Auto insurance companies have been quick to tout some of the money they’re giving back to customers during the COVID-19 pandemic. Turns out, there’s good reason for them to return some cash right now. With fewer people on the road, accident claims are down. Way down.
Claims for personal vehicles are currently down around 40 or 50 percent, with commercial vehicle claims down around 30 or 40 percent. That’s according to Andy Cohen, chief operating officer at the insurance technology company Snapsheet, speaking to industry analysts. Cohen said his numbers were based on observations of data from the 85 insurance carriers Snapshot works with and are not hard calculations, since it will still take time to figure out the actual rate of decrease.
The exact rate will be determined by a number of factors, and we simply do not yet know how they will play out. The big one is the length of the stay-at-home orders. Then it depends how well people follow those orders and in which way the orders are lifted. There are anecdotal reports that the number of crashes happening these days are higher than one would expect given the reduced number of vehicles on the roads, which could mean outliers in the eventual data. Whatever the actual rate is, Cohen said that the total number of claims filed in March could be the lowest in 50 years.

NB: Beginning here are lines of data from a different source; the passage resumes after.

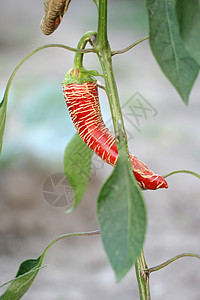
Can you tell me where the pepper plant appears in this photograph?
[0,0,200,300]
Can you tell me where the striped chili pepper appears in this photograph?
[63,32,168,190]
[63,78,168,190]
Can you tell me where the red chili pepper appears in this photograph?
[63,82,168,190]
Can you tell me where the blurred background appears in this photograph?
[0,0,200,300]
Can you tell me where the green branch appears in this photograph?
[147,253,200,273]
[111,36,149,56]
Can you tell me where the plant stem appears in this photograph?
[94,0,150,300]
[94,0,127,146]
[74,31,96,68]
[135,251,151,300]
[112,36,149,56]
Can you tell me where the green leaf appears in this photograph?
[93,0,99,8]
[0,230,100,300]
[146,0,199,104]
[177,0,200,65]
[0,252,46,300]
[97,137,146,281]
[64,133,93,212]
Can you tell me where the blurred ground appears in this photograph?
[0,0,200,300]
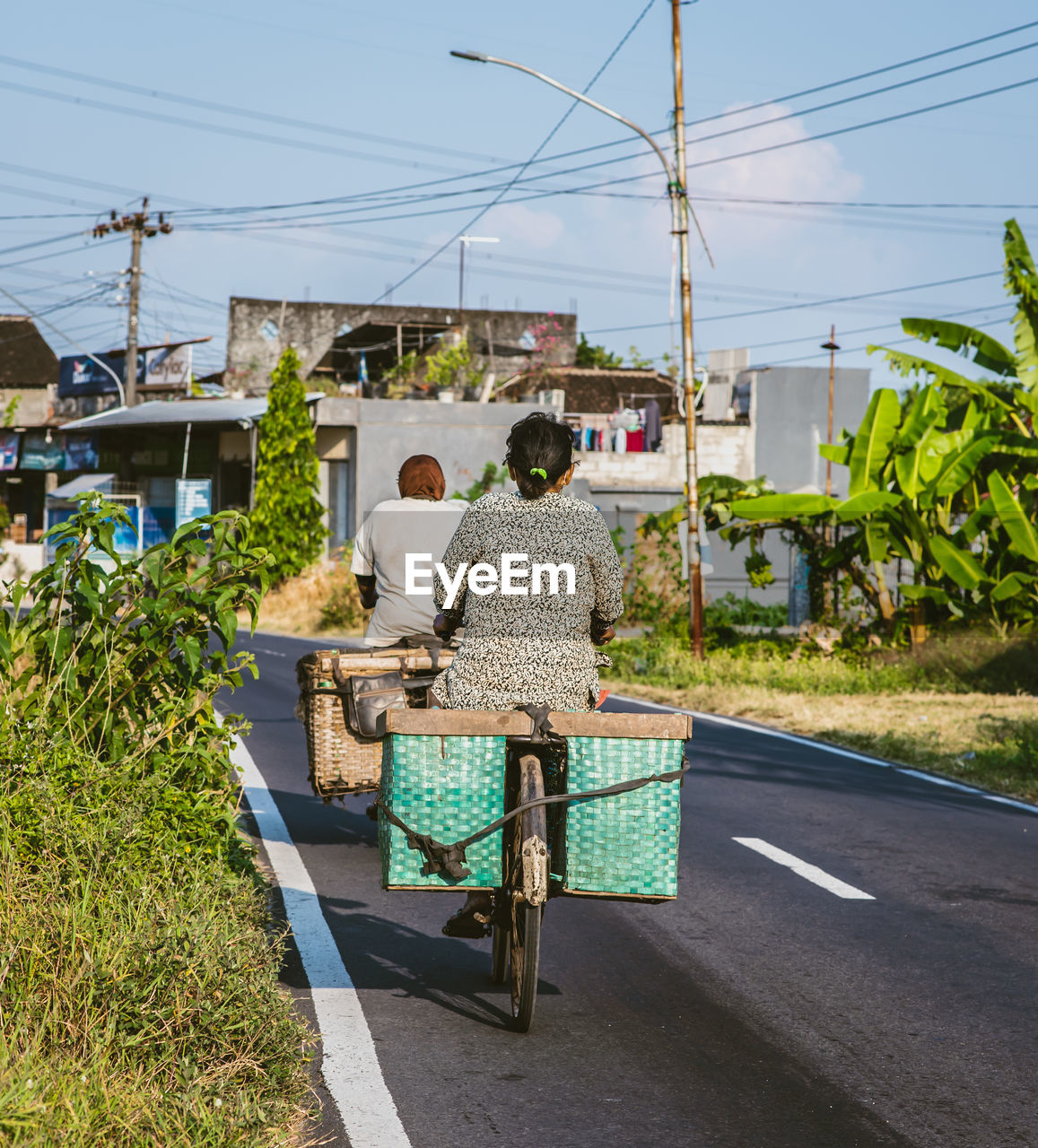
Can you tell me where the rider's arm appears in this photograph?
[353,574,379,610]
[589,514,624,645]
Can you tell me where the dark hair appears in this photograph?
[504,411,573,499]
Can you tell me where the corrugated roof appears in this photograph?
[62,391,324,430]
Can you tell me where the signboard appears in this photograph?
[144,347,190,390]
[57,355,132,398]
[0,430,20,471]
[22,430,65,471]
[176,479,213,530]
[65,434,98,471]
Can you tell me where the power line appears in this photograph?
[685,20,1038,127]
[586,271,1002,335]
[0,55,514,163]
[689,40,1038,144]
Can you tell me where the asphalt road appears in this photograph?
[225,635,1038,1148]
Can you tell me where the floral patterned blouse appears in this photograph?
[434,492,624,710]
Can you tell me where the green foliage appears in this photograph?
[251,347,326,581]
[0,493,268,798]
[0,718,307,1148]
[715,221,1038,632]
[425,339,483,390]
[381,352,418,398]
[450,463,509,501]
[576,334,624,370]
[320,542,365,631]
[0,493,307,1148]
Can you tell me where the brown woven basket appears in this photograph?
[295,648,454,801]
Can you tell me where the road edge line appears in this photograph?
[231,737,411,1148]
[610,690,1038,814]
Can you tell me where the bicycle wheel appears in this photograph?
[505,754,547,1032]
[491,913,512,985]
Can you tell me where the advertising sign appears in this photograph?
[0,430,20,471]
[144,347,190,390]
[57,355,126,398]
[22,430,65,471]
[176,479,213,530]
[65,434,98,471]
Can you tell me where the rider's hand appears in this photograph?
[591,619,616,645]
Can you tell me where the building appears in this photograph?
[224,296,576,398]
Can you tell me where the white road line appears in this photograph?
[231,738,411,1148]
[731,837,875,901]
[610,693,1038,814]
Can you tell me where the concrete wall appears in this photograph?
[751,366,870,495]
[317,398,563,522]
[225,296,576,394]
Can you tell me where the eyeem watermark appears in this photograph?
[405,552,576,610]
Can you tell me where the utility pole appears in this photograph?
[670,0,706,661]
[94,196,173,406]
[822,324,840,496]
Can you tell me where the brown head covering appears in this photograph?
[397,455,447,500]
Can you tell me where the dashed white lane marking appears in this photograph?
[610,693,1038,814]
[731,837,875,901]
[231,738,411,1148]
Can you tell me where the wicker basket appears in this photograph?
[295,648,454,803]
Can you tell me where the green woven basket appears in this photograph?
[379,734,505,889]
[560,737,684,898]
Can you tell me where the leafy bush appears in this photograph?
[0,723,305,1148]
[0,495,305,1148]
[251,347,326,581]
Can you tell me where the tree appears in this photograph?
[576,334,624,370]
[250,347,327,581]
[714,219,1038,640]
[425,339,483,391]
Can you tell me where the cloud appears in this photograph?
[688,103,863,256]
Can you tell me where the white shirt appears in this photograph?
[349,499,468,647]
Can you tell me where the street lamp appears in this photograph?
[451,22,713,659]
[458,235,501,325]
[821,324,840,496]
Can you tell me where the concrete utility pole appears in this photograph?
[450,29,713,657]
[94,196,173,406]
[822,324,840,495]
[670,0,713,661]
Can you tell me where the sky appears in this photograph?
[0,0,1038,387]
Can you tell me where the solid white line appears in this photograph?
[231,738,411,1148]
[610,693,1038,814]
[731,837,875,901]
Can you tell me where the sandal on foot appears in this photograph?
[440,909,491,940]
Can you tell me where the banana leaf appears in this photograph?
[902,319,1016,376]
[927,534,988,590]
[988,471,1038,562]
[848,387,902,495]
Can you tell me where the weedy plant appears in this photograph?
[0,495,314,1148]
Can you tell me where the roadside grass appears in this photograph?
[241,556,368,639]
[603,631,1038,804]
[0,728,308,1148]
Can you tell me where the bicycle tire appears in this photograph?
[505,754,547,1032]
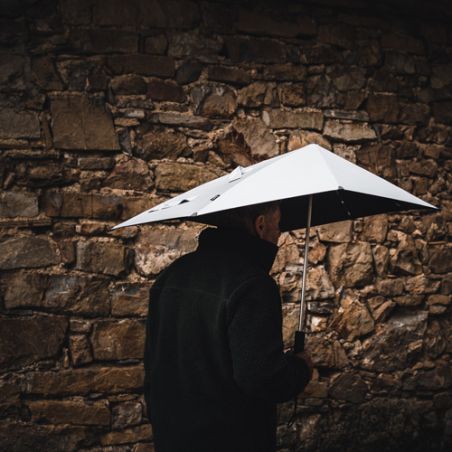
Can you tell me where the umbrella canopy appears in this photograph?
[114,144,436,231]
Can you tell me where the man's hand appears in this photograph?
[295,350,314,379]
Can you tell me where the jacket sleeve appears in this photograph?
[144,276,163,422]
[227,276,310,402]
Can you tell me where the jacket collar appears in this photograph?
[198,227,278,273]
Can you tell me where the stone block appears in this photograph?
[137,129,188,160]
[100,424,152,446]
[93,0,139,27]
[330,295,375,341]
[41,191,123,220]
[215,131,254,166]
[308,335,348,369]
[31,56,63,91]
[0,421,93,451]
[399,102,430,125]
[0,236,61,270]
[0,54,25,87]
[207,66,251,86]
[237,82,274,107]
[232,118,279,159]
[107,54,175,77]
[0,315,68,369]
[428,246,452,273]
[405,274,441,295]
[103,158,154,192]
[278,83,306,107]
[328,373,369,403]
[367,93,400,123]
[318,23,356,49]
[162,0,201,29]
[360,215,389,243]
[155,162,220,192]
[201,87,237,118]
[287,130,331,151]
[150,112,212,130]
[356,143,396,179]
[50,95,119,151]
[91,319,145,361]
[4,273,110,315]
[110,74,148,96]
[137,0,168,29]
[78,157,115,171]
[317,220,353,243]
[0,191,39,217]
[225,37,287,63]
[306,266,334,302]
[57,56,110,92]
[69,334,93,367]
[328,242,374,287]
[112,400,143,430]
[381,32,425,54]
[147,79,185,103]
[176,60,204,85]
[236,9,317,38]
[25,365,144,397]
[0,108,41,139]
[168,31,223,61]
[76,241,126,276]
[330,67,367,92]
[135,228,199,276]
[433,100,452,125]
[144,34,168,55]
[69,28,138,54]
[27,399,111,426]
[60,0,93,25]
[323,119,377,142]
[262,108,323,130]
[111,284,149,317]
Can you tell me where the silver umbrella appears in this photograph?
[114,144,437,350]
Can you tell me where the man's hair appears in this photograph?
[211,201,280,231]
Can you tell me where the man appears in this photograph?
[145,203,312,452]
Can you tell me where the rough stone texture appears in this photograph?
[0,236,60,270]
[0,316,68,369]
[328,242,373,287]
[111,284,149,317]
[91,320,144,361]
[27,400,111,426]
[155,162,219,192]
[112,401,143,429]
[0,108,41,139]
[331,297,374,341]
[232,118,278,159]
[77,242,126,276]
[0,192,39,217]
[135,228,199,276]
[51,96,119,150]
[2,273,110,315]
[323,119,377,142]
[26,366,144,396]
[262,109,323,130]
[140,130,187,160]
[0,0,452,452]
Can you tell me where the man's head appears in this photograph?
[217,201,281,245]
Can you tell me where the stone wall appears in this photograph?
[0,0,452,452]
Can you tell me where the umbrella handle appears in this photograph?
[293,331,305,353]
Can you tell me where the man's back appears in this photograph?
[145,229,309,452]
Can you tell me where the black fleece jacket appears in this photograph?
[144,229,309,452]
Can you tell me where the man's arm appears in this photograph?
[228,276,311,402]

In California, the drop in traffic and thus accidents has led the state’s insurance commissioner, Ricardo Lara, to order that insurance companies offer premium discounts for March, April, and maybe also May. The order applies to insurance coverage “where the risk of loss has fallen substantially,” according to the San Francisco Chronicle. That includes both private and commercial vehicle insurance.

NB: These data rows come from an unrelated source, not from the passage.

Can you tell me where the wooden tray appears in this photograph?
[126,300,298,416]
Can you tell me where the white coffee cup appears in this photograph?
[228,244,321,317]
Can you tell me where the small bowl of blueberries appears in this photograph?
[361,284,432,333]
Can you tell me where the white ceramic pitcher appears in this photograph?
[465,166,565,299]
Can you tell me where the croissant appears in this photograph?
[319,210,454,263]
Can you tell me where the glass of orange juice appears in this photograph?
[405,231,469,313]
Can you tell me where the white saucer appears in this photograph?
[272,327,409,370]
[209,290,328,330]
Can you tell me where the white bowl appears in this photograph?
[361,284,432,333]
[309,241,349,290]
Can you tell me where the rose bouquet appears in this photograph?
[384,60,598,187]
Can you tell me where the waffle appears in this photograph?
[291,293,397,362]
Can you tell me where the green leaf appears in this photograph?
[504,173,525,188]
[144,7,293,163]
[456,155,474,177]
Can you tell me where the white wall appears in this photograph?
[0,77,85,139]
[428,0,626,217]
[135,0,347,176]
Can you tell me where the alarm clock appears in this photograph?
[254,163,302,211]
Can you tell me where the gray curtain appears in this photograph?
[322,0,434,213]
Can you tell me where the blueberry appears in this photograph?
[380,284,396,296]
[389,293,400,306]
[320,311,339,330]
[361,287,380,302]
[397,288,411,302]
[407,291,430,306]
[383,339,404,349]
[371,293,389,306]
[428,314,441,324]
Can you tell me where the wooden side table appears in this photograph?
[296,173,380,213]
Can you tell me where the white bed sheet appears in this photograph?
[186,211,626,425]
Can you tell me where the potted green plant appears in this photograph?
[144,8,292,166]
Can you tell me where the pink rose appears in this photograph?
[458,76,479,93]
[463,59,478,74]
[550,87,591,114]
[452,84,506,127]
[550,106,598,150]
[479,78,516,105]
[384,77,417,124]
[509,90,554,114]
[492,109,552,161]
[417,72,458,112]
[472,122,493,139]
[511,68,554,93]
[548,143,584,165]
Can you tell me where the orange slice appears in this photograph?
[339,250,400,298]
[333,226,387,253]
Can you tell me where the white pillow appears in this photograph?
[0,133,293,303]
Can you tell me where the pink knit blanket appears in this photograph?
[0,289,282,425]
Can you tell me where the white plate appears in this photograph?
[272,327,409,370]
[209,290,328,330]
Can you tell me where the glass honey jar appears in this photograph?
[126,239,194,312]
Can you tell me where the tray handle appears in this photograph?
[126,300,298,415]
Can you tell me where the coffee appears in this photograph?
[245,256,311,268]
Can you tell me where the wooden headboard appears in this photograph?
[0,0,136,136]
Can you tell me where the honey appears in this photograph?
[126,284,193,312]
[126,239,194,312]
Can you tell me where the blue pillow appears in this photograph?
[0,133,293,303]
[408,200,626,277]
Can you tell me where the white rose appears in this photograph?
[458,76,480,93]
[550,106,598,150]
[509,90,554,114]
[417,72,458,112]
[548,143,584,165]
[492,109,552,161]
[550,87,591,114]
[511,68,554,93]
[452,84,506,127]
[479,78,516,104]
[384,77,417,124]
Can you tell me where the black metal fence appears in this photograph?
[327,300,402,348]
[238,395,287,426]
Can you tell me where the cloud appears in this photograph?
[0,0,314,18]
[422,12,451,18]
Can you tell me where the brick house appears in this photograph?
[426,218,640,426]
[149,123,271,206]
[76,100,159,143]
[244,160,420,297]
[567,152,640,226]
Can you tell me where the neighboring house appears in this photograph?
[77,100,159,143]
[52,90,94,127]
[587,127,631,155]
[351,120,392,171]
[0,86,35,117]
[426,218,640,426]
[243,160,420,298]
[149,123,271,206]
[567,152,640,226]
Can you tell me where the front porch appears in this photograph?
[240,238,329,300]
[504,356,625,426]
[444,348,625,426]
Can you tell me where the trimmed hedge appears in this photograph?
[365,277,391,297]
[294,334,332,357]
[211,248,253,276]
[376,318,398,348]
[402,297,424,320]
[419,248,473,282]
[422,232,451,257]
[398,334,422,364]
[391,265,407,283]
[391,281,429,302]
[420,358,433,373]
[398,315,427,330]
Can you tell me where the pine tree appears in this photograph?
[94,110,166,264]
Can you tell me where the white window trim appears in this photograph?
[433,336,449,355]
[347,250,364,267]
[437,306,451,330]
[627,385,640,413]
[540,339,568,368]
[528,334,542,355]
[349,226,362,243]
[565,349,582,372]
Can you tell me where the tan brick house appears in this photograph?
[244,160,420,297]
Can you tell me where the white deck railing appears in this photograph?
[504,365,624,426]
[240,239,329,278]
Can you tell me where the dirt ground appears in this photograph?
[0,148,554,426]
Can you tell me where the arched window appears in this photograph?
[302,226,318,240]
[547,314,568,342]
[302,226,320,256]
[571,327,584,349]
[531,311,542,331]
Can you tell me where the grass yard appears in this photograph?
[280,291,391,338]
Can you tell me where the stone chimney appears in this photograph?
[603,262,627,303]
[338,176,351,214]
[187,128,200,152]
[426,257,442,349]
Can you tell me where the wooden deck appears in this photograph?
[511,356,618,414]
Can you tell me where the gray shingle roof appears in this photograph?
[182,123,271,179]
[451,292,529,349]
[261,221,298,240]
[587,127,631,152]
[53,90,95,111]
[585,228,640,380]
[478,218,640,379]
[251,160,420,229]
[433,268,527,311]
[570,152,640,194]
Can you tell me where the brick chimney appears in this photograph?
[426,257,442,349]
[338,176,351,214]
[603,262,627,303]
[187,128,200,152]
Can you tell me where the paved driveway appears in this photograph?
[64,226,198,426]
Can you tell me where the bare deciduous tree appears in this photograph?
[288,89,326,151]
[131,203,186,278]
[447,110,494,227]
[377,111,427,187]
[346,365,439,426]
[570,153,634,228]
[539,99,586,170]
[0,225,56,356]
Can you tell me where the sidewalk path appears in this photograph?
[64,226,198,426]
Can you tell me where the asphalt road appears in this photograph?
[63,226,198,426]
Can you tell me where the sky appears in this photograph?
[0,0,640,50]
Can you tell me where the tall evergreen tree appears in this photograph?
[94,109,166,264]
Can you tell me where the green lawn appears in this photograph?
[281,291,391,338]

The state does have some hard numbers to back this order up, the Chronicle reports. Between March 1 and April 12, data collected by the state highway patrol found that crashes in the Bay Area were down 48 percent compared to the same time period in 2019, and only one fatal crash reported to the CHP, compared with 22 in 2019. The statewide crash total for the year to date is down 43 percent through April 12, with fatal crashes down 84 percent.